Once, consultants were little more than efficiency experts with a fancier title. Today the management consultant tries to be a hired superman: a co-strategist, talent scout, policy adviser, hatchet man (to chop down executive deadwood), naysayer and new-business finder. In the postwar boom the consultant business (2,000 firms grossing more than $400 million annually) has grown faster than ever, as industrialists, facing the largest opportunities (and pitfalls) in history, have looked for experienced guides for mergers and for diversification.
This mushroom growth has exposed the management consultant business to the withering charge that it is a fad, a fraud--and worse. In fact, says one consultant: "This isn't a profession; it's a racket." Many old corporate hands hoot at the whole business and its many fuzz-cheeked practitioners, recall that the affairs of one consult ant got so snarled up that the firm hired another to come in and tell it what to do.
The field has attracted fakers and incompetents. The classic boner was made by the experts who, in the 1920 depression, strongly advised G.M. to drop Chevrolet and quit the low-priced car business.

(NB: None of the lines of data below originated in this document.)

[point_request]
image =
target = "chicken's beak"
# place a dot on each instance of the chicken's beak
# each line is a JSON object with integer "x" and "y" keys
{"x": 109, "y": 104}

Some consultants, concerned more with fees than duty, sidestep the job of giving unpleasant advice. One consultant spent three years at a troubled corporation, amassing a $600,000 fee and making numerous recommendations. But he avoided the only important one: fire the family management whose incompetence was the real cause of the trouble.
The largest consultant in the business, Chicago's George S. May Co. (1955 billings: $9.300,000), recruits its "experts" through want ads, and woos worried businessmen with a pitch something like this: "We'll come in and tell you what's wrong with your business for $100." Once in, May's "actioneers" get to work "opening the job," and sell the client--who falls into one of 49 types ("Penny Pincher, Stone Face, the Playboy, the Boor, the Weakling")--a long service which often costs thousands.
But management consultants have been employed repeatedly by some of the largest U.S. corporations, such as American Cyanamid. General Foods and RCA, and obviously have earned their fees. One of their chief values is that they bring in a completely fresh viewpoint. They may not be smarter than the men they advise, but they offer a corporation the analytical eye of a competent outsider who is not entangled in the company's day-to-day operations and politics. Sometimes the consultant can apply know-how gained in a similar situation with another client. Most often, says Robert Heller & Associates, they find that the solution is right within the company: underlings know what should be done, but could not sell their ideas to the top brass.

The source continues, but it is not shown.